II. BÖLÜM: PLOTİNUS’TA ÖLÜMSÜZLÜK DÜŞÜNCESİ

2. RUHUN ÖLÜMSÜZLÜĞÜ

Plotinus’a göre ruhun beden olamayacağının ispatı, ruhun kutsal ve ebedi tabiatta yani ölümsüz olduğunu göstermektedir. Bu argümanını temellendirmek için başlangıç noktası olarak kendi ruhumuzun tabiatının değerlendirmesini belirleyen Plotinus, bedenlenmiş ruhu (embodied soul) mümkün olduğunca tüm irrasyonel unsurlardan, bedensel arzu ve

şehvetten arınmış bir vaziyette, yani ruhun bedenle herhangi bir bağlantısının olmadığını düşünmemizi ister. Çünkü herhangi bir ilave her zaman eklendiği şeyin doğasını anlamamıza engel olur. Bu durumun farkında olan Plotinus her bireyin tabiatındaki saf ve katıksız olan kısma odaklanılması gerektiğini ifade eder. Böylece kötülüklerin ruha dışardan gelen eklentiler olduğu görülecektir. Ruh saflaştığında yani bedenle ilgili olan arzu ve isteklerden arındığında sadece özünü oluşturan kutsal bilgelik ve diğer erdemler kalacaktır. Ve bu hasletleri barındırabilecek her şey zorunlu olarak ilâhî olmalıdır.

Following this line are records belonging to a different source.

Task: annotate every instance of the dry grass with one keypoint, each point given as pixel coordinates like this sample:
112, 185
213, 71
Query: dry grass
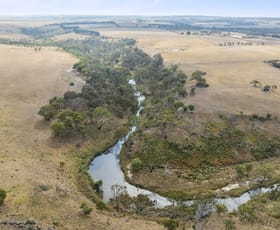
229, 69
30, 168
69, 36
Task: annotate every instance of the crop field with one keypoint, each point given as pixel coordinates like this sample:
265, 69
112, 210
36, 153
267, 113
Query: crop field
230, 69
30, 160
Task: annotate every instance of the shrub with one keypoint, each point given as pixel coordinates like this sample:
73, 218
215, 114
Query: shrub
229, 224
178, 104
170, 224
100, 205
3, 195
221, 208
136, 164
86, 209
58, 128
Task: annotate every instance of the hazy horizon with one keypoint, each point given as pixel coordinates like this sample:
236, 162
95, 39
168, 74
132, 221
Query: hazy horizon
238, 8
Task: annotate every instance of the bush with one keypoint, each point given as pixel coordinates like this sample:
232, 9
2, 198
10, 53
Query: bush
230, 224
221, 208
86, 209
136, 164
100, 205
170, 224
178, 104
58, 128
3, 195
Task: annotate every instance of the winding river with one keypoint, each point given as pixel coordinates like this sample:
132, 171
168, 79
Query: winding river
106, 167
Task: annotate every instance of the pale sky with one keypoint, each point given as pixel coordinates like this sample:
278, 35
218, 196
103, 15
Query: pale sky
243, 8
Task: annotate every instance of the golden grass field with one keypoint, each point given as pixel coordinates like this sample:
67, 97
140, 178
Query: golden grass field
30, 169
229, 69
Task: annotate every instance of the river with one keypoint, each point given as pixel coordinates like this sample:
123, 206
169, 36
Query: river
106, 167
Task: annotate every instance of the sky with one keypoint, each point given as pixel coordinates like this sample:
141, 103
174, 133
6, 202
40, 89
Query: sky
235, 8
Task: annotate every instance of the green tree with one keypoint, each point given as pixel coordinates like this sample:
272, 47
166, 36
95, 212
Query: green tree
229, 224
86, 209
47, 111
99, 116
3, 195
221, 208
97, 186
191, 108
136, 164
58, 128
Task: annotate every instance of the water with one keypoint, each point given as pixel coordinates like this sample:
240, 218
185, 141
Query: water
106, 167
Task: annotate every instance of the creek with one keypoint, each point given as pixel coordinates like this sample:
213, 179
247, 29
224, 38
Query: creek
106, 168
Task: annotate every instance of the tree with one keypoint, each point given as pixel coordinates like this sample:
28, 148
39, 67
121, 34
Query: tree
255, 83
136, 164
99, 116
191, 108
266, 173
97, 186
192, 92
58, 128
47, 111
3, 195
157, 60
86, 209
118, 191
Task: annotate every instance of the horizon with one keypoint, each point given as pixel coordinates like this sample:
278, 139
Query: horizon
206, 8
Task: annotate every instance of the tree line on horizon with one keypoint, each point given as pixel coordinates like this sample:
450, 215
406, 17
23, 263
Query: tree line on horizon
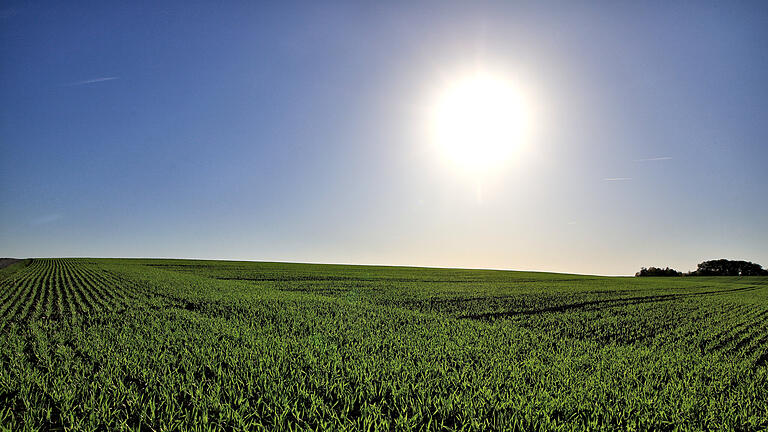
720, 267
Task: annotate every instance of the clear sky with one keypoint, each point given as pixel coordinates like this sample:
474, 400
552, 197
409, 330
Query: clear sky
301, 132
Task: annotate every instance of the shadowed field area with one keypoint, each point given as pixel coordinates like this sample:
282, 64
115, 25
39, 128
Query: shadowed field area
177, 345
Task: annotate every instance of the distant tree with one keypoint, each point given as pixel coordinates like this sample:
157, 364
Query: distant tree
657, 271
724, 267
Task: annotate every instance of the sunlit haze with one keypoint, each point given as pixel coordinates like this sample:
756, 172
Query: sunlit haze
592, 137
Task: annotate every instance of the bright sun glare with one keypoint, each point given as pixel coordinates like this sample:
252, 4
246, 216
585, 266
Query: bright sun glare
478, 121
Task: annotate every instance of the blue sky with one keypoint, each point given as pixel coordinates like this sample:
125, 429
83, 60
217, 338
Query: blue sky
296, 132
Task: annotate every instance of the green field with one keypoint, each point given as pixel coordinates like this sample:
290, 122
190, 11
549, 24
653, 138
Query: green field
108, 344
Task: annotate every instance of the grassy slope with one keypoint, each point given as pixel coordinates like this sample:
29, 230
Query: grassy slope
174, 344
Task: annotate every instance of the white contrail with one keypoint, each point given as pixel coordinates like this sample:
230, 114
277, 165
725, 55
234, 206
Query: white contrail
92, 81
654, 159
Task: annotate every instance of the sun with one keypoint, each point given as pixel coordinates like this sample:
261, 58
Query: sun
478, 121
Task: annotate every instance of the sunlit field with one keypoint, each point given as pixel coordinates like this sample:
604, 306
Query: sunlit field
102, 344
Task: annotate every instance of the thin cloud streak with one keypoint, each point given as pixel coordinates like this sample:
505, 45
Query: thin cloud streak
654, 159
91, 81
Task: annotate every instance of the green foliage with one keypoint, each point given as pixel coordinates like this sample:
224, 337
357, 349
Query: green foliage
203, 345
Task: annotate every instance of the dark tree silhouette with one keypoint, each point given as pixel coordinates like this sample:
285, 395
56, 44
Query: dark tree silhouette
724, 267
657, 271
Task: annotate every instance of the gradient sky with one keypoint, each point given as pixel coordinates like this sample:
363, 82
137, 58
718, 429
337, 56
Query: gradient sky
295, 132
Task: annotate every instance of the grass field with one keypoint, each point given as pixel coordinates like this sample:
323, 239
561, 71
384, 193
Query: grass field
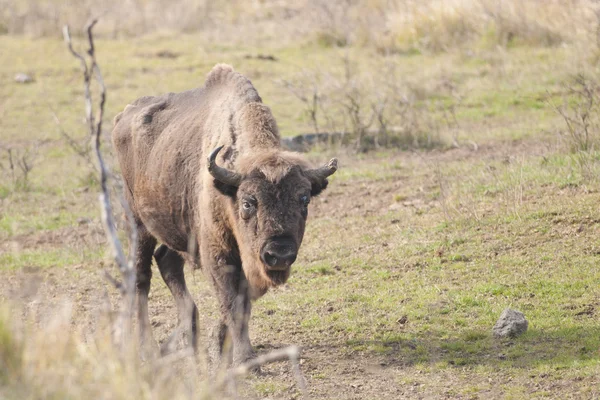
410, 255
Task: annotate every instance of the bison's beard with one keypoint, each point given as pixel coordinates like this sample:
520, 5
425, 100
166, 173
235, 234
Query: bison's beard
261, 279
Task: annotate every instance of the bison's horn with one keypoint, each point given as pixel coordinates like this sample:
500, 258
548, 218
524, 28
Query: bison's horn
222, 174
326, 170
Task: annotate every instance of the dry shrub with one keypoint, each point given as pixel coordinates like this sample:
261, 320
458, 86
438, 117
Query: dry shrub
580, 111
367, 108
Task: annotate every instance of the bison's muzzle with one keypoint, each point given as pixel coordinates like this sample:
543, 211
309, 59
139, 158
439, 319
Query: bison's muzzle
278, 254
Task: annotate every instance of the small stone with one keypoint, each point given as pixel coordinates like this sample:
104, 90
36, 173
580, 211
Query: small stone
510, 324
83, 221
23, 78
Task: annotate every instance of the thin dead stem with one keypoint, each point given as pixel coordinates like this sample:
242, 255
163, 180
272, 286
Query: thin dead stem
126, 265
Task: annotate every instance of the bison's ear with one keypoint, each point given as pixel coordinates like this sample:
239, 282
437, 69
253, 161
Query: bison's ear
318, 186
318, 176
224, 188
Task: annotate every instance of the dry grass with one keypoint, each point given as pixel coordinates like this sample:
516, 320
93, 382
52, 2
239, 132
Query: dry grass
389, 25
55, 362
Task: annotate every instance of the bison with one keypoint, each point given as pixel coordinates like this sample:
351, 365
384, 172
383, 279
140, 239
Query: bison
205, 175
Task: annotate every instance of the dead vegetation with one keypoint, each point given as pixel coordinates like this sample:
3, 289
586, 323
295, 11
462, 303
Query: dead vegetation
369, 108
17, 162
388, 25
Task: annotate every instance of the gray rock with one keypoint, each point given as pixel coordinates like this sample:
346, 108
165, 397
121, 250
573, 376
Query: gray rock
510, 324
23, 78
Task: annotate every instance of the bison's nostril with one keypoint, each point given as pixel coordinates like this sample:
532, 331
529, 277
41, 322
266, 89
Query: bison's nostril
270, 259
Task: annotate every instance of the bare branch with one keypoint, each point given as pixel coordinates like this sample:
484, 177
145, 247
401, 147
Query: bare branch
291, 353
126, 266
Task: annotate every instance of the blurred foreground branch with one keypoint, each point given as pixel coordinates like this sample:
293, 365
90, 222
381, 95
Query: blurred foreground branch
91, 71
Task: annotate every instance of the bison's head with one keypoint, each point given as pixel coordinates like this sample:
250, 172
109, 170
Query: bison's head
269, 205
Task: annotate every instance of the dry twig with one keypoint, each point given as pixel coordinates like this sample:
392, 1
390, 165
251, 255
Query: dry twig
126, 265
291, 353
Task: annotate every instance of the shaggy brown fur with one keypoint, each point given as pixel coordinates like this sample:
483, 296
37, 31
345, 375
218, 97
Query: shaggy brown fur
244, 235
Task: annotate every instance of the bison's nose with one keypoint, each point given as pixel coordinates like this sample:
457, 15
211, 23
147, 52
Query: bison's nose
279, 256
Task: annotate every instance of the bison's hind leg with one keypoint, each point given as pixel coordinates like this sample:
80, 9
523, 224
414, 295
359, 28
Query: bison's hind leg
144, 249
170, 264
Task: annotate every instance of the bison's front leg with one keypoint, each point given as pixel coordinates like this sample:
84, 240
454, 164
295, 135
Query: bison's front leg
234, 301
170, 265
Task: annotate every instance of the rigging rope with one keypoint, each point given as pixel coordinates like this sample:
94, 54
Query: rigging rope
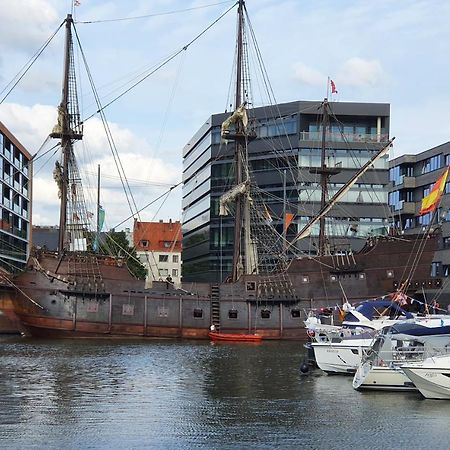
146, 16
28, 65
101, 108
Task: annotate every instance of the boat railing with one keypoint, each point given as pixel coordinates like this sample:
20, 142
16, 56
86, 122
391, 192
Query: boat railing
399, 355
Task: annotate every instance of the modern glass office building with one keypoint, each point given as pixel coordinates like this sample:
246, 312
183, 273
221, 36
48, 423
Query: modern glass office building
412, 178
284, 159
15, 206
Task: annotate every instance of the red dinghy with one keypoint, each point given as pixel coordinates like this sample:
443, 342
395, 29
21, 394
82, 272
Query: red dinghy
230, 337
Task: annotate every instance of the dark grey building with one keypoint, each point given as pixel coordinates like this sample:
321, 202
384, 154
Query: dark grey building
412, 177
15, 207
284, 159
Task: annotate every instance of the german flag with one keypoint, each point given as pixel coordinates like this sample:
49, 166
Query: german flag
431, 201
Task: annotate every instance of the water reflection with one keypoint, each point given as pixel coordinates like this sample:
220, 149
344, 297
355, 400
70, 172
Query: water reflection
181, 394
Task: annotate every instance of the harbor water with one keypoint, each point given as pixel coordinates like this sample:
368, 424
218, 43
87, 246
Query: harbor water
89, 394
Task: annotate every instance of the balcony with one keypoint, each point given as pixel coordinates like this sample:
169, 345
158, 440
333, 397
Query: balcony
405, 207
338, 137
404, 182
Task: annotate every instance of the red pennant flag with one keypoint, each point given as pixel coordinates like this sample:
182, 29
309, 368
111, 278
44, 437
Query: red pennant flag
288, 218
333, 87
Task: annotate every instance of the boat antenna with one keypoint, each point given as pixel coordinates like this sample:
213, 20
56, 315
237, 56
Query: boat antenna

Çünkü

173 A.g.e., VI.5.3.

bu yolla ilâhî olana benzemekte ve onunla aynı özü paylaşmaktadır. Böyle bir doğaya sahip olan herhangi bir bireysel ruh, ilâhî ve ebedi olana yani Bir’e dahil olabilecektir ve böylelikle yaşamın asıl amacını gerçekleştirerek mutlak mutluluğa ve ölümsüzlüğe erişebilecektir.174

Plotinus’a göre ruhun kaynağının maddi evrende yer alması mümkün değildir. Madde, birliğinin ve düzenliliğinin sağlayıcısı olan ruha bağlıdır. Bu da ruhun maddi evrenden daha üst bir seviyede olduğuna işaret etmektedir. Öte yandan beden, doğası gereği madde olduğundan ruhun üzerinde negatif bir etkiye sahiptir. Çünkü kendi başına düzensizliği ve çokluğu ifade eden madde ruhun yozlaşmasına neden olmaktadır. Dolayısıyla maddi dünyaya odaklanmak ruh için bir dezavantajdır. Plotinus bunu verdiği örnekle şu şekilde açıklar:

Çirkinlik, kendisini kaplayan yabancı maddeden ötürüdür. Tekrar güzel olabilmek için yıkanıp temizlenmesi ve kendini önceki haline geri döndürmesi gerekir. Bundan dolayı, ruhun çirkinliğinin bedensel ve maddi olanla karışıp bütünleşmesinden ileri geldiğini söylesek yanılmış olmayız: ruh, saf haliyle kendisi olmadığında çirkindir.

Toprak parçalarıyla karışmış altında da durum aynıdır. Bunlardan arındığında altının güzelliği ortaya çıkar; kendisine yabancı olan her şeyden ayrılır, artık sadece altındır ve altınladır.175

Buradan hareketle ruhun asıl görevinin kendisini bedenden ve maddi şeylerden arındırmak olduğu söylenebilir. Ruh bedenden yüz çevirmek ve ondan uzak kalmak zorundadır. Ruhun özüne dönebilmesi bu uzaklaşma eylemine bağlıdır. Peki ruhun bedenden uzaklaşması fiziksel bir hadise olarak anlaşılabilir mi?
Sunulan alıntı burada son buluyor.